This is slightly off-topic
There is a recent project called hadoop online (hop) on google-code that promises a online/continuous query ability on top of hadoop which should allow for near real time activities instead of the batch stuff that mapred does
Sent from my phone
Ian Holsman - 703 879-3128
When I wrote my Why Cassandra article, I didn't get into the why I didn't choose x platform because I didn't want to start a flame war by doing comparisons. For HBase, the primary reason I didn't choose it is that while there were benchmarks of what it could theoretically do, there wasn't any real real world deployments proving it. My experience as a systems administrator is that it's best to go with a product that's been proven over time in real world scenarios.
I'll add to this though, that nothing nosql, even Cassandra, has reached the point where I feel it's no-brainer to choose it over anything, including sql based solutions like mysql and oracle. It really comes down to your requirements.
On Sat, Dec 5, 2009 at 11:04 PM, Matt Revelle <firstname.lastname@example.org>
While Hadoop MapReduce isn't meant for realtime use, HBase can handle it.
On Dec 5, 2009, at 21:45, Joe Stump <email@example.com
On Dec 5, 2009, at 7:41 PM, Bill Hastings wrote:
[Is] HBase used for real timish applications and if so any ideas what the largest deployment is.
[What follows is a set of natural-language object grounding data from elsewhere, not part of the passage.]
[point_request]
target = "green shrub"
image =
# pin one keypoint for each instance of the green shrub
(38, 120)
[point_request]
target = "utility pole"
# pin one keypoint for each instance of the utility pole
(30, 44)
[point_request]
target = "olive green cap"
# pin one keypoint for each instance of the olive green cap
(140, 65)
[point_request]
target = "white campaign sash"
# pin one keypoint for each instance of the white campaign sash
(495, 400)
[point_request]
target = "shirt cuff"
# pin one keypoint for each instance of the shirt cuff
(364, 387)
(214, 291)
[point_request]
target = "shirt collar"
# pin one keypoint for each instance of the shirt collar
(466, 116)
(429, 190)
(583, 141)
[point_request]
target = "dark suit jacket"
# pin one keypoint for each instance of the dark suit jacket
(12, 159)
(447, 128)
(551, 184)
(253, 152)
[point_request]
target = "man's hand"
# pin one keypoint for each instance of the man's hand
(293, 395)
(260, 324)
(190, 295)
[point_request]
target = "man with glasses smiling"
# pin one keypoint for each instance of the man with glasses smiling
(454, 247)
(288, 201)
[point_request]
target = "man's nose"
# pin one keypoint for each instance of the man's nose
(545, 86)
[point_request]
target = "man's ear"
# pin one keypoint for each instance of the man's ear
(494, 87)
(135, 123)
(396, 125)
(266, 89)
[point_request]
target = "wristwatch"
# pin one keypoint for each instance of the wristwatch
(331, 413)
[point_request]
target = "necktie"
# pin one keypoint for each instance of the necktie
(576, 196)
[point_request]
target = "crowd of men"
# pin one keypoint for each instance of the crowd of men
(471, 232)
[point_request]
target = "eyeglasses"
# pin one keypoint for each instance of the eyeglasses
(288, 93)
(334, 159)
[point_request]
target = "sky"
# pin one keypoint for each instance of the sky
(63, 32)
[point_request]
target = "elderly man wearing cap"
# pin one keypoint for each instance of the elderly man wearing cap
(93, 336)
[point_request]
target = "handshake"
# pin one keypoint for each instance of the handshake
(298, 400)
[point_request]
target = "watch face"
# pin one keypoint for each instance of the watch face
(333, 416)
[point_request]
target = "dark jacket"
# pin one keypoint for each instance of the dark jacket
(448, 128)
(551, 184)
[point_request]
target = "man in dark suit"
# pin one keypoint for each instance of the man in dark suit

I don't know of anyone off the top of my head who's using anything built on top of Hadoop for a real-time environment. Hadoop just wasn't built for that. It was built, like MapReduce, for crunching absurd amounts of data across hundreds of nodes in a "reasonable" amount of time.
Just my $0.02.
Over last summer there were some benchmarks included in HBase/Hadoop presentations that showed, IIRC, performance comparable to Cassandra.